Love it here, only sane state there is these days. Everywhere else is either brain dead, too hot, or too mean

rebekkamikkoa | 31 minutes ago

It’s hard to pretend this isn’t at least gambling-adjacent when most people are simply betting on outcomes.

elictronic | 16 minutes ago

It’s easy to pretend, just really hard to convince anyone without a direct financial interest.
They've been banned for generations. It's called gambling.

Of course, we all have to sit through another round of Silicon Valley pretending they've discovered some new exciting business model that's just vice.

Unlicensed gypsy cabs, SROs, shift work, patent medicines, narcotics dealing, customs fraud, and smuggling already had established market entrants I guess.

I could imagine cases where prediction markets could offer some actual insight, but in practice they seem few and far between.

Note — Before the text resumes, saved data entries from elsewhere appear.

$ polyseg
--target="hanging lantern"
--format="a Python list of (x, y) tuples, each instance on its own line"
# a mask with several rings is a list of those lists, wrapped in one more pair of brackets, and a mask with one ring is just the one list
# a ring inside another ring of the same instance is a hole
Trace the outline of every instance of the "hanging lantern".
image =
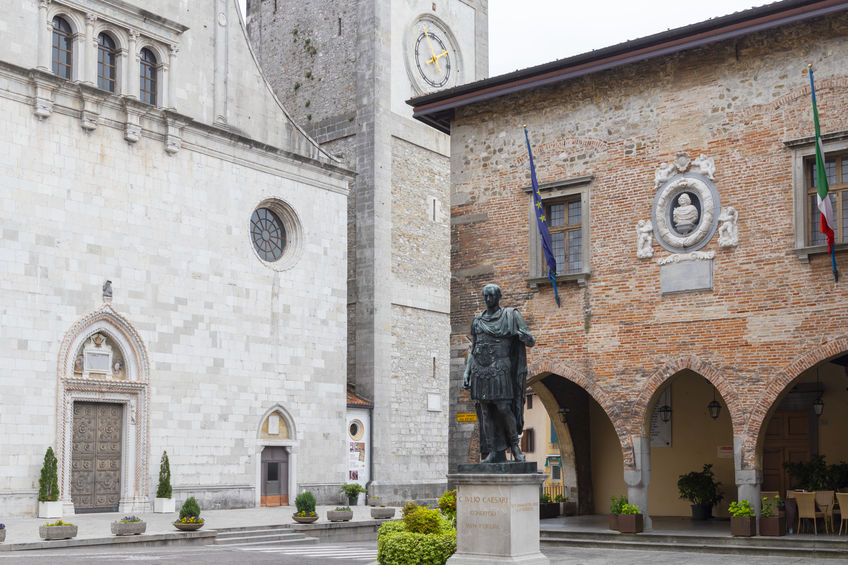
[(713, 420), (718, 419), (718, 415), (721, 412), (721, 403), (716, 400), (716, 389), (713, 387), (713, 401), (707, 404), (707, 410), (710, 411), (710, 418)]
[(663, 422), (667, 423), (671, 420), (671, 406), (668, 404), (663, 404), (657, 408), (657, 411), (660, 413), (660, 419), (662, 419)]

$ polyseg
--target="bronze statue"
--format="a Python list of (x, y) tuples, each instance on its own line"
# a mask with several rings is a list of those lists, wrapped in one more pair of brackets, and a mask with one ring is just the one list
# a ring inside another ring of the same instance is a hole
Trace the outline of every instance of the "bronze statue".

Most markets I've seen devolve into one or more of: betting on unimportant events (e.g. sports games), insider trading, or poorly written ambiguous resolution criteria. It's just hard for me to imagine that, on net, these markets will offer more societal good than the harm we've seen from sports betting.

Robotbeat | 18 minutes ago

Does this ban the prediction markets that don’t use real money but instead tokens that are worthless?

yamillove | 11 minutes ago

It would be good if they banned Learing Centers.